La France aux paralympiques de Paris 2024
Question : Quel objectif fixez-vous à l’équipe de France qui participera l’an prochain aux Jeux Paralympiques de Paris ?
Amélie Oudéa-Castéra : Le Top 5 ! On sait qu’on l’a déjà réalisé à deux reprises, à Pékin 2022 et PyeongChang 2018 pour les Jeux d’hiver. Il faut que nous arrivions à transposer aux Jeux d’été cette même dynamique [la France était au 14e rang des nations participantes à Tokyo 2020 et 12e pour Rio 2016 NDLR]. Aujourd’hui, quand je regarde la performance de nos sportifs, la France est dans le top 6 des nations les plus performantes si nous prenons en compte les résultats obtenus sur les différents championnats du Monde.

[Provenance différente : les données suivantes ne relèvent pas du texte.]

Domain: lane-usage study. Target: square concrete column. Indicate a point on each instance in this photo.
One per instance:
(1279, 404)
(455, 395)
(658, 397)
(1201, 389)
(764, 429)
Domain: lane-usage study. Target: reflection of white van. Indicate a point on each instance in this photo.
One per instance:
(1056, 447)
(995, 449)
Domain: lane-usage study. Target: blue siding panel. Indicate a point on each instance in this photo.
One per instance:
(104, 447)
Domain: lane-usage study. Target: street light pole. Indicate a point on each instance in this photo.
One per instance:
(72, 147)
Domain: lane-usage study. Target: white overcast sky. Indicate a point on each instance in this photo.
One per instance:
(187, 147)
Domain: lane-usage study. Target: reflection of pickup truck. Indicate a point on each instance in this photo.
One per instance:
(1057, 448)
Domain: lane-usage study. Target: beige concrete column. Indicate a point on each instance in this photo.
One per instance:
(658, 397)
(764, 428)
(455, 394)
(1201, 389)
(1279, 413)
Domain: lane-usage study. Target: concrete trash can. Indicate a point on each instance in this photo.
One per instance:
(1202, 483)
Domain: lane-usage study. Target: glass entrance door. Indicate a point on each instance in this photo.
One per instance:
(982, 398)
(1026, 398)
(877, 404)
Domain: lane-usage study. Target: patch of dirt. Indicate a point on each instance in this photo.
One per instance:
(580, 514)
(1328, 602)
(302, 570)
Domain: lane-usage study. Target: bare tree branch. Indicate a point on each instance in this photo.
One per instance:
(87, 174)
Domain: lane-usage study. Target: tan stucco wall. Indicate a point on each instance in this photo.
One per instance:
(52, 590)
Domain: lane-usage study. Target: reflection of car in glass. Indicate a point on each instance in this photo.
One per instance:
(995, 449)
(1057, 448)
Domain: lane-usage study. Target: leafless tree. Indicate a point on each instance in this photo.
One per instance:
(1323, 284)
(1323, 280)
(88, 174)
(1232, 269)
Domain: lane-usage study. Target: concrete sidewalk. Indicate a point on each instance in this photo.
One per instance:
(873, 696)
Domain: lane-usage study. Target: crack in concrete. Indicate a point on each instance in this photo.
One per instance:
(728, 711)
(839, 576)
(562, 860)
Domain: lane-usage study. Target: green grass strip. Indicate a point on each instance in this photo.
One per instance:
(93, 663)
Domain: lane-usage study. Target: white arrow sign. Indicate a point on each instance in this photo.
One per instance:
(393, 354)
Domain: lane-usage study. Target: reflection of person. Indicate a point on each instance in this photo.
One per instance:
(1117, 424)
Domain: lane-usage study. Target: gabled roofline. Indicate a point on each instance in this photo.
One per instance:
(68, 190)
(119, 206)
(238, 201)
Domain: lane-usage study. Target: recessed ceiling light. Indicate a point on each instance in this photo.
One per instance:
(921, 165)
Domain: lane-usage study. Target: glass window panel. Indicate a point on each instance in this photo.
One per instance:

Tous les espoirs sont permis. On fait ce qu’il faut, on a multiplié par plus de 2,5 les crédits alloués au mouvement paralympique depuis 2018 et nous avons renforcé le suivi socioprofessionnel des sportifs pour leur permettre de mieux se concentrer sur leur préparation sportive. La présidente du CPSF, Marie-Amélie Le Fur et son directeur général, Elie Patrigeon, portent bien l’effort de ce point de vue-là, avec une très bonne fluidité de relation avec l’Agence Nationale du Sport. J’ai le sentiment que tout est en place pour qu’on ait une très belle performance collective aux Jeux de Paris.
Question : Le top 5 est accrochable si on n’assiste pas au au retour des Russes évoqué actuellement. Quelle est votre position sur leur retour dans la compétition olympique et paralympique ?
Amélie Oudéa-Castéra : Il faut compter sur l’avantage de jouer à domicile, qui peut mettre du vent favorable dans le dos de nos athlètes. Ce matin [6 juillet NDLR] se tenait le comité de pilotage Gagner en France pour optimiser tous les éléments de préparation de nos athlètes et les aider à maximiser leurs chances d’être au top de leur performance et de la réussite. Concernant le retour des sportifs russes, nous avons posé plusieurs questions au CIO pour que l’examen du régime de neutralité aille au bout. Nous avons soulevé un certain nombre de points qui aujourd’hui nous font souci et le CIO a dit qu’il était au travail, qu’il s’exprimerait sur le sujet dans les mois à venir. De plus, la situation sur le terrain est en ce moment très évolutive, je pense que chacun a à coeur de laisser les choses se décanter. Mais avec 34 autres ministres des Sports, j’ai porté des exigences importantes pour dire qu’au-delà des critères qui ont été posés, on a besoin de plus de visibilité sur le processus de sélection des athlètes russes, sur la sécurisation de la neutralité de ce processus : qu’en est-il en cas de financement par des monopoles proches du pouvoir russe, est-ce que ce n’est pas assimilable à une forme de soutien et de proximité du pouvoir russe ? On demande également toutes les garanties sur la bonne application des programmes antidopage pour s’assurer qu’il n’y ait pas de point de fuite en la matière.
Propos recueillis par Laurent Lejard en juillet 2023.